Once beloved among gaming equities, Penn National Gaming (NASDAQ:PENN) stock is off 41.53 percent from its March highs. At least one analyst believes that sell-off is unjustified.
Following investor meetings with Penn CEO Jay Snowden, Stifel analyst Steven Wieczynski issued a new report on the gaming company, reiterating a “buy” rating and a $108 price target. That implies upside of about 35 percent from the May 25 close.
After last year’s coronavirus market tumble, Penn notched one of the sharpest rallies among all gaming equities as investors bid the name higher due to iGaming and sports betting operations. However, strength in the company’s expansive portfolio of regional casinos should not be overlooked, particularly against the back drop of pent-up demand and increasingly COVID-19 vaccination levels.
Coming out of these meetings we feel incrementally positive about regional gaming trends across the majority of the country as we believe trends have remained strong thru May with customer length of stay and spend per visit continuing to be elevated,” said Wieczynski.
The analyst is increasing is his 2021 through 2023 earnings before interest, taxes, depreciation and amortization (EBITDA) estimates on Penn, though he notes more of the “lift” will come in the further out years. Penn is the largest regional casino operator in the US with roughly 40 casinos across 20 states.
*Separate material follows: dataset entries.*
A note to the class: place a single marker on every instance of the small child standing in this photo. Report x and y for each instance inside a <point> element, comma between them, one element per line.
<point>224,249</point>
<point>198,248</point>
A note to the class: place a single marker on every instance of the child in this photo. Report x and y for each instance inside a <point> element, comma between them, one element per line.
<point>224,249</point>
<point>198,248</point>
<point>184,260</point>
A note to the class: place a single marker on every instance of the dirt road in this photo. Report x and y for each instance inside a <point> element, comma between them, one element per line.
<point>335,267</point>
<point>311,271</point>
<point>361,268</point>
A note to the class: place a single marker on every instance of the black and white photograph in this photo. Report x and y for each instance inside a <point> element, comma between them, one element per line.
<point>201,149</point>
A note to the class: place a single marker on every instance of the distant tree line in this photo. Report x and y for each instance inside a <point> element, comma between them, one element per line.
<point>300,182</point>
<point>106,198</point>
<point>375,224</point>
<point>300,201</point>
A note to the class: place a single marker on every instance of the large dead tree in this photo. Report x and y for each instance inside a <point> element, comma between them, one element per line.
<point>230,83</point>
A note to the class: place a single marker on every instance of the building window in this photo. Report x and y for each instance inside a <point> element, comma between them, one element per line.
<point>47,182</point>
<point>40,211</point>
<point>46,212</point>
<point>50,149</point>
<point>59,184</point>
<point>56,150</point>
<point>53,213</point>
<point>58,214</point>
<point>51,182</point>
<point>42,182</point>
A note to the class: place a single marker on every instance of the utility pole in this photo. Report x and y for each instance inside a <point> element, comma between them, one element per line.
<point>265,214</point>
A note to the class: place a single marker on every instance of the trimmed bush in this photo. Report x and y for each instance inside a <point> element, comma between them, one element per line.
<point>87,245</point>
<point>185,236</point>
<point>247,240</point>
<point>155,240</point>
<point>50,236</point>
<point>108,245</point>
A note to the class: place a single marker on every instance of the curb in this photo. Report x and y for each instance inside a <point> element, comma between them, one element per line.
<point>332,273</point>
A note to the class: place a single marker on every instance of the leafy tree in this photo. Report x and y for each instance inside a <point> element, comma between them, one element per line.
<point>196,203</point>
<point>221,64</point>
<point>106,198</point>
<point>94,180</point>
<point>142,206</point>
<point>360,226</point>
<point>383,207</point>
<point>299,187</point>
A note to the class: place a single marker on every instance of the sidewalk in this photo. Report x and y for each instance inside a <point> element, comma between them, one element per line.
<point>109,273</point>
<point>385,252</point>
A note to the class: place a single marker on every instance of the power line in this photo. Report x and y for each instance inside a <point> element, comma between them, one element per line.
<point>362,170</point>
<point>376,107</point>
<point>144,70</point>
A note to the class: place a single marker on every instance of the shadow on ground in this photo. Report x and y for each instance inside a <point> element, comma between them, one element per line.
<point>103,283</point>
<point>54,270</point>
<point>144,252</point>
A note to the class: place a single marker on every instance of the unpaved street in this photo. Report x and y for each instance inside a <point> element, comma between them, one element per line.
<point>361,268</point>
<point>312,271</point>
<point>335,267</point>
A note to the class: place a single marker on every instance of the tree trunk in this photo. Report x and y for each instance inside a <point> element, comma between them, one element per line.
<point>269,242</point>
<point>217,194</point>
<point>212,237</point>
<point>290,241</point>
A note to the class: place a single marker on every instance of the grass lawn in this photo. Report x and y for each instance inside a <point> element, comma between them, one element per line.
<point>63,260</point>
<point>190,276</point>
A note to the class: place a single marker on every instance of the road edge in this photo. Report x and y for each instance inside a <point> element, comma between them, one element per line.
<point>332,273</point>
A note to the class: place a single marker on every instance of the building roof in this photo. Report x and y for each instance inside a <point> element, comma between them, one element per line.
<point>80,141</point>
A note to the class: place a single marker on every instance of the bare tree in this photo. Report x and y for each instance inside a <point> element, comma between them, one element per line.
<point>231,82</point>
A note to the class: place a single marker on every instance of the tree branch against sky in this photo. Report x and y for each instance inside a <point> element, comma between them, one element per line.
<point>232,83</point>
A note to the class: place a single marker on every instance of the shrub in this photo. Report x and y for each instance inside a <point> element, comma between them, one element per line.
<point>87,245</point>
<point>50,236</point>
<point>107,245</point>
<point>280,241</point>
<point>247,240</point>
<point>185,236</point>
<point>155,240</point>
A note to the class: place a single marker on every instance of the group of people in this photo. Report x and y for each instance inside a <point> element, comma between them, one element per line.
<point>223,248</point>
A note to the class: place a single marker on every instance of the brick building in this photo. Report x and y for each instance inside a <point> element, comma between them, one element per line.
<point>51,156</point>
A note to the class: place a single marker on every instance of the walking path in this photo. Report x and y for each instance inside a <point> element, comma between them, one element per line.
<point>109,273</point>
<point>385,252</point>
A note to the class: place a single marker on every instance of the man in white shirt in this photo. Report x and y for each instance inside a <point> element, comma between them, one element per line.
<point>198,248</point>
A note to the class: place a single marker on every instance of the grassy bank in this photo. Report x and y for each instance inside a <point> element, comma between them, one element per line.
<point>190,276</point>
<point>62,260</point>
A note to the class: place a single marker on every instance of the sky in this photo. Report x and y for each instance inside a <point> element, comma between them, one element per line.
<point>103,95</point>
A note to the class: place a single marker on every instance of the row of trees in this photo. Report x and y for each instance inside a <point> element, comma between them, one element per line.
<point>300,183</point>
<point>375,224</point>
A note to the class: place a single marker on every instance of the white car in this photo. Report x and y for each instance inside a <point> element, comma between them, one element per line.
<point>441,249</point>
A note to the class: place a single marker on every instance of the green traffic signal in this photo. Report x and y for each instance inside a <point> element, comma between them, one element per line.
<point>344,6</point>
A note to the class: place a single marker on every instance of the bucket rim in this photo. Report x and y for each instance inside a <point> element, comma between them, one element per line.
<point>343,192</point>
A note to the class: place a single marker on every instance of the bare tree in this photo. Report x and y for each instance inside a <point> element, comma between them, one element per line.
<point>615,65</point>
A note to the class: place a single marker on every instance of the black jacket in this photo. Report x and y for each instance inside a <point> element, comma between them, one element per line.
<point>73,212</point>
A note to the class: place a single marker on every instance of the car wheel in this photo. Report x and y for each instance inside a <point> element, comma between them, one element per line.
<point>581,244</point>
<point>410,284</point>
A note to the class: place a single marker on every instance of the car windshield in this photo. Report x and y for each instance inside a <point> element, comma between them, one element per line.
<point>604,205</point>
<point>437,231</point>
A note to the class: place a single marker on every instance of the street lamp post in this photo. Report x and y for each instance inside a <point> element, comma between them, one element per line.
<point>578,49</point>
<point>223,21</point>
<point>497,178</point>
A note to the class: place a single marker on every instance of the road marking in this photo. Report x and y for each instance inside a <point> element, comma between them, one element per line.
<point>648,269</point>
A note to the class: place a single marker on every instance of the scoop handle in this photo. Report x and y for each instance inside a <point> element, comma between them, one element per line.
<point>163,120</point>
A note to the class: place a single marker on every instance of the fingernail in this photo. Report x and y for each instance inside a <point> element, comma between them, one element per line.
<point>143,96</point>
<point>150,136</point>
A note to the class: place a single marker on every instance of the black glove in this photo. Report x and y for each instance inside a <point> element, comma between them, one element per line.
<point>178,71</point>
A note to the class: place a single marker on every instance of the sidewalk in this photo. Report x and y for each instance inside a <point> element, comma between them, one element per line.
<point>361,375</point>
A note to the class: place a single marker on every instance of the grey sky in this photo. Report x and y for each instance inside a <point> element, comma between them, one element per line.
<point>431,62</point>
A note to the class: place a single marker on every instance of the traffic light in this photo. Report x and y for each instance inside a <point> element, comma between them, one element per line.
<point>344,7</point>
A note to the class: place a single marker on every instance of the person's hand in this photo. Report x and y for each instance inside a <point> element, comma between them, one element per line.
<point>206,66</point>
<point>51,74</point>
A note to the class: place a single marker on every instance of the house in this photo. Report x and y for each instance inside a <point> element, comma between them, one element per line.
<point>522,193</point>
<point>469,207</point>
Penn Stock Got Ahead Itself, Now Ready to Rebound
Coming into this year, Penn stock was already on a torrid pace following its bounce from its March 2020 nadir. That strength continued as the gaming name doubled from early January into mid-March, a run culminating in its inclusion in the S&P 500.
From there, the stock joined other online casino/sportsbook operators in swooning as investors fretted about market access and valuations, indicating some of the names ran too far too fast. Following a tumble that likely shook some weak hands from the name, Penn could be offering investors an attractive place to get involved, according to Wieczynski.
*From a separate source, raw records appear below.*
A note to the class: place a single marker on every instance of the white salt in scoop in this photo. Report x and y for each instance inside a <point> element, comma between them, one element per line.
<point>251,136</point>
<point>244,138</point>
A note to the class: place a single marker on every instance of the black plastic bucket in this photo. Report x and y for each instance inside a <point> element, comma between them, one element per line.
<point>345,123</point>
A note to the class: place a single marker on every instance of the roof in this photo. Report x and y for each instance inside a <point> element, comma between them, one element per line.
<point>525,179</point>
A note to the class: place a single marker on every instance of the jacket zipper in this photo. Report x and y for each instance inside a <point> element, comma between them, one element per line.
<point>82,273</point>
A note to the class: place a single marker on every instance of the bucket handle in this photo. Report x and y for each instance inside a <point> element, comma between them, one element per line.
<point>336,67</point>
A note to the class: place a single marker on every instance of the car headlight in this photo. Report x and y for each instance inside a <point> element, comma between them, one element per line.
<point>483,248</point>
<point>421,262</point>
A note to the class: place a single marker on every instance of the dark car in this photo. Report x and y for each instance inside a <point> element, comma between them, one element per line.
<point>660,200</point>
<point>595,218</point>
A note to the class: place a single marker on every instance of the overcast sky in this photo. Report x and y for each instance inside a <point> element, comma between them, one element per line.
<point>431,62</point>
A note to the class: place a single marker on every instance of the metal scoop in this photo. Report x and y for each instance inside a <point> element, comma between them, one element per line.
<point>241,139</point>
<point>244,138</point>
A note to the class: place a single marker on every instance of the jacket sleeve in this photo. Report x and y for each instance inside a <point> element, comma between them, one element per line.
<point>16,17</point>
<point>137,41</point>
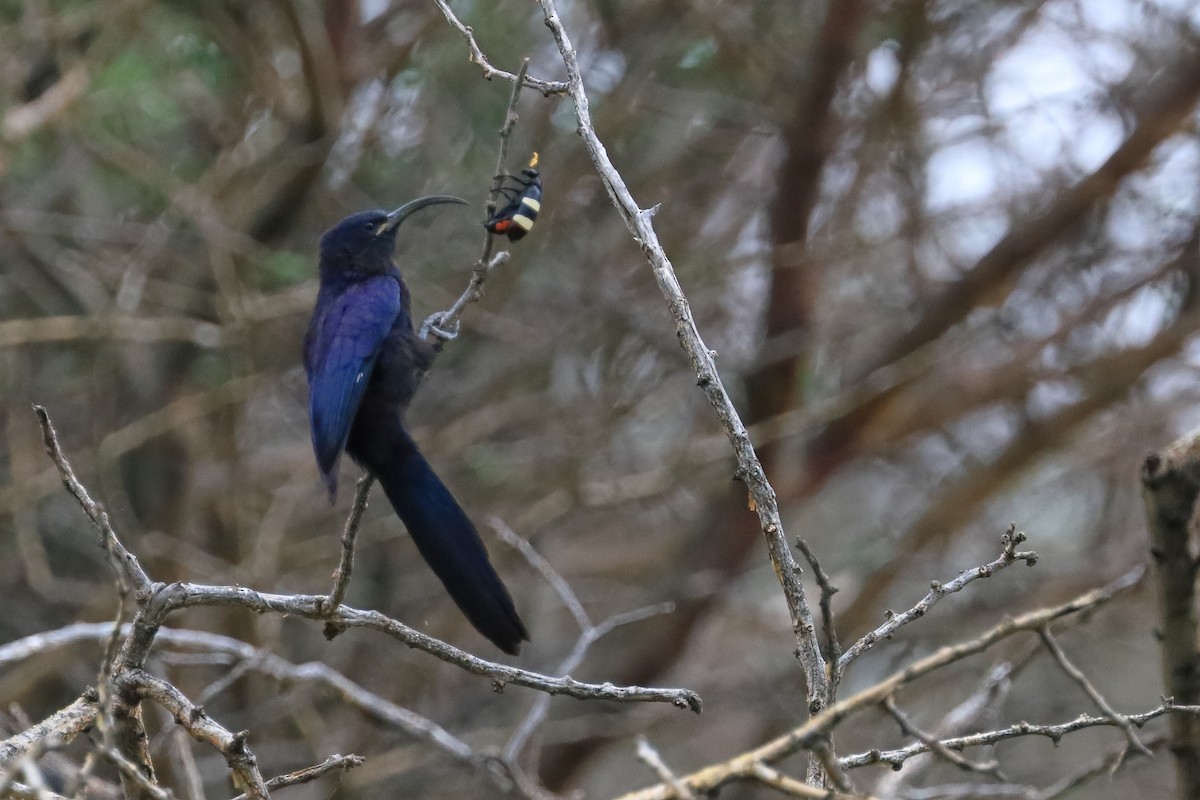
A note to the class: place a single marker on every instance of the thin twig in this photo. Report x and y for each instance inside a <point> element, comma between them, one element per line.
<point>1081,680</point>
<point>1009,540</point>
<point>126,563</point>
<point>444,324</point>
<point>345,763</point>
<point>793,788</point>
<point>201,726</point>
<point>349,534</point>
<point>833,649</point>
<point>159,601</point>
<point>1055,733</point>
<point>477,56</point>
<point>910,729</point>
<point>61,726</point>
<point>738,768</point>
<point>132,773</point>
“While we would argue shares were probably ahead of themselves back in March/April as the sports betting/iGaming euphoria was at its peak, at this point when we analyze the value of the different business segments of PENN, we feel much more comfortable that the market isn’t now baking in some ridiculous value for their sports betting/iGaming businesses,” said the analyst.
Unlike pure play internet casino and sportsbook operators, Penn has an avenue for augmenting potential weakness in those businesses via its thriving land-based casino operations.
It wasn’t that long ago that Penn and many of its peers were viewed as richly valued, but following the aforementioned weakness, a case can be made the regional casino name is now looking attractive on valuation.
“We believe PENN’s core business remains undervalued relative to peers. What we think gets overlooked is their geographical diversification which has been a huge advantage relative to peers over the last 15 months,” said Wieczynski.
No state Penn operates in accounts for more than 15% of its revenue. The analyst’s $108 price target on Penn stock assumes $68 for traditional businesses and $40 for iGaming/sports wagering.